Normale Zellen haben eine begrenzte Lebensdauer. Sie durchlaufen nur eine bestimmte Anzahl von Zellteilungen, bevor sie in einen Zustand der Seneszenz übergehen, in dem sie nicht mehr teilungsfähig sind. Tumorzellen umgehen diesen natürlichen Alterungsprozess. Sie können sich endlos teilen, ein Phänomen, das als Immortalisierung bezeichnet wird.

Ein weiterer wichtiger Mechanismus, der in Krebszellen oft gestört ist, ist die Apoptose. Dies ist ein kontrollierter Prozess, bei dem beschädigte oder überflüssige Zellen sich selbst zerstören. Tumorzellen schaffen es, diesen Mechanismus zu blockieren und so zu überleben, auch wenn sie stark beschädigt sind.

Angiogenese: Blutversorgung des Tumors

Ein wachsender Tumor benötigt Nährstoffe und Sauerstoff, um weiter wachsen zu können.
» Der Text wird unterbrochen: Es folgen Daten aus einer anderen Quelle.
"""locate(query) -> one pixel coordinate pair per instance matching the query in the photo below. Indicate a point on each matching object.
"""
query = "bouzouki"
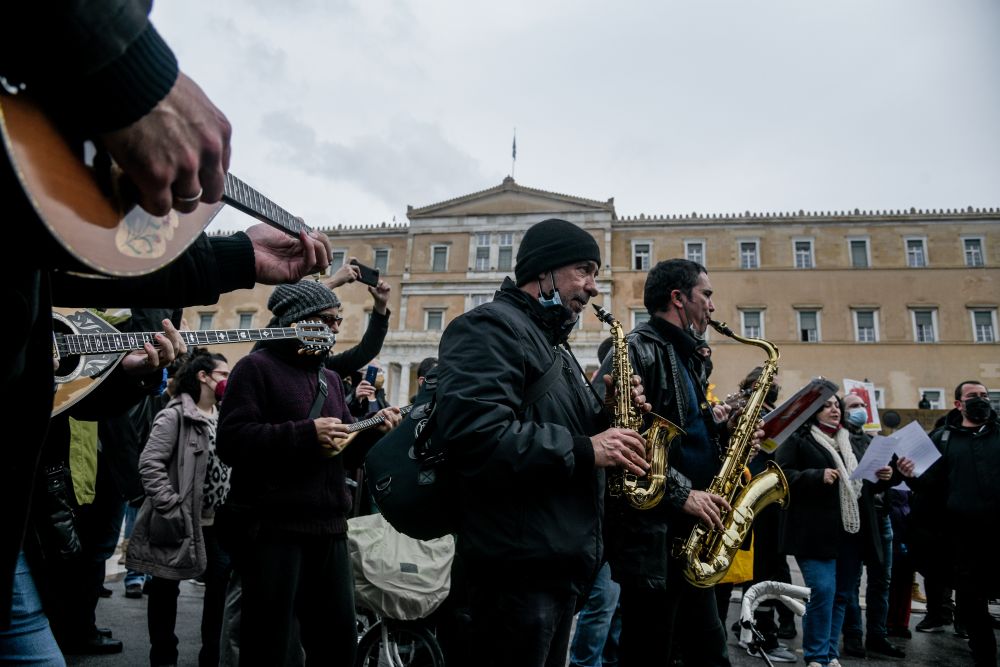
(357, 427)
(87, 348)
(82, 199)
Ab einem gewissen Punkt beginnen Tumorzellen, Signale zu senden, die die Bildung neuer Blutgefäße anregen – ein Prozess, der als Angiogenese bezeichnet wird. Diese neuen Blutgefäße versorgen den Tumor mit den nötigen Nährstoffen und ermöglichen ihm so, weiter zu wachsen.
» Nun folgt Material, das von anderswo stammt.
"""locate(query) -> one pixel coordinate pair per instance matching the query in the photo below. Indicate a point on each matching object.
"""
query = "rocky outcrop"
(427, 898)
Invasion und Metastasierung

Ein entscheidendes Merkmal von bösartigen Tumoren ist ihre Fähigkeit, in umliegendes Gewebe einzudringen. Dies geschieht, wenn die Tumorzellen ihre Fähigkeit verlieren, an ihrem ursprünglichen Platz zu bleiben, und beginnen, sich durch das umgebende Gewebe zu bewegen. Dieser Prozess wird als Invasion bezeichnet.
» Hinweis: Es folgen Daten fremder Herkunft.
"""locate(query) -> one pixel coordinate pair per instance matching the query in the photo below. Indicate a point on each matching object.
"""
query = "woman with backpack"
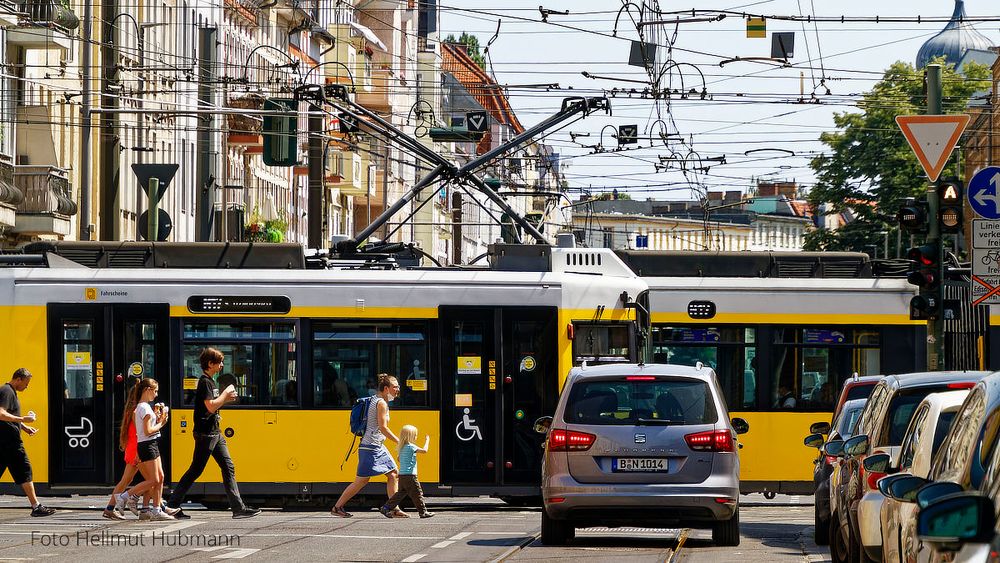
(373, 457)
Wenn die Tumorzellen in das Blut- oder Lymphsystem eindringen, können sie in andere Teile des Körpers gelangen und dort neue Tumoren bilden. Dieser Prozess der Ausbreitung wird als Metastasierung bezeichnet und ist ein Kennzeichen von fortgeschrittenem Krebs.

Zusammenfassung

Die Entstehung einer Tumorzelle ist ein schrittweiser Prozess, bei dem sich eine normale Zelle aufgrund von Mutationen in eine Zelle verwandelt, die unkontrolliert wächst und sich teilt. Dieser Prozess umfasst folgende Schlüsselereignisse:

  • DNA-Schädigung durch Mutationen (durch äußere oder innere Faktoren).
  • Störung der genetischen Kontrolle, wobei Onkogene aktiviert und Tumorsuppressorgene deaktiviert werden.
  • Umgehung von Zellkontrollmechanismen wie der Apoptose.
  • Unkontrolliertes Zellwachstum, das zur Bildung eines Tumors führt.
  • Angiogenese, die das Wachstum des Tumors fördert.
  • Invasion und Metastasierung, wodurch der Tumor in andere Körperteile gelangt.

Jeder dieser Schritte macht es der Zelle möglich, sich von der normalen Zellregulation zu lösen und zu einer Tumorzelle zu werden. Die Komplexität dieses Prozesses bedeutet, dass es oft viele Jahre dauert, bis sich ein Tumor entwickelt. Daher ist Krebs meist eine Krankheit, die mit zunehmendem Alter häufiger auftritt.